What President Obama secretly told a town hall participant about the Libya attack after the debate ...

This is a rush transcript from "On the Record," October 17, 2012. This copy may not be in its final form and may be updated.

GRETA VAN SUSTEREN, FOX NEWS HOST: It was the burning question of the debate, the question about Libya.


KERRY LADKA, TOWN HALL DEBATE QUESTIONER: We were sitting around, talking about Libya, and we were reading and became aware of reports that the State Department refused extra security for our embassy in Benghazi, Libya, prior to the attacks that killed four Americans. Who was it that denied enhanced security, and why?

BARACK OBAMA, PRESIDENT OF THE UNITED STATES: When I say that we are going to find out exactly what happened, everybody will be held accountable, and I am ultimately responsible for what's taking place there because these are my folks, and I'm the one who has to greet those coffins when they come home, you know that I mean what I say.


VAN SUSTEREN: Well, that is all the explanation most of us got from President Obama, but after the debate, the president spoke privately with Kerry Ladka, the man who asked the question. So did Mr. Ladka finally get the answers he was looking for?

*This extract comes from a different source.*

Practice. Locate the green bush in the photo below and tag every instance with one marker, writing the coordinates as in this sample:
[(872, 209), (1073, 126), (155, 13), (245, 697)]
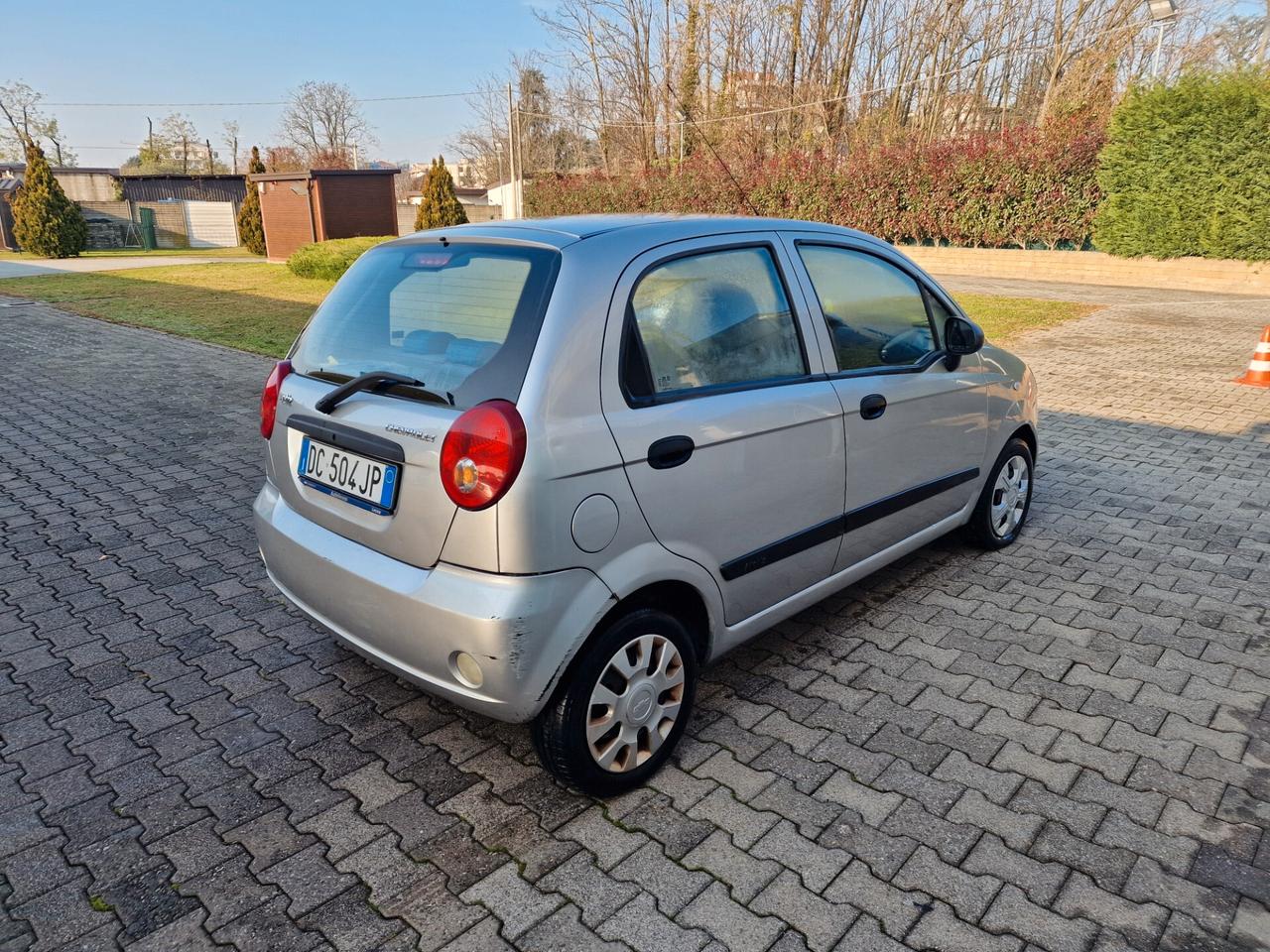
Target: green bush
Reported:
[(1187, 171), (330, 259), (45, 221), (250, 223), (439, 204)]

He joins us. Good evening, sir.


VAN SUSTEREN: Well, I've reread the transcript for your question, Who was it that denied enhanced security, why, read the president's answer. You never got the answer. You got a big sort of run-around answer from it. But he came up to you afterwards. What was your conversation with him?

LADKA: He tried to explain that the reason he took so long between that initial announcement in the Rose Garden and about two weeks later when he formally announced it as an act of terrorism, that he wanted to be deliberate, that he did not want to make a mistake based on misinformation. He wanted accurate and true information because any action he took in any part of the world, including the Middle East, would have dire consequences.

So he really wanted to be deliberate and careful before he decided to take any course of action.

VAN SUSTEREN: Did he say the fact that he kept putting out there, and also Ambassador Rice spoke on the Sunday morning shows -- that they actually put out a theory that if he didn't want to make a mistake, he shouldn't be putting out the theory about the video and the protest because that didn't happen?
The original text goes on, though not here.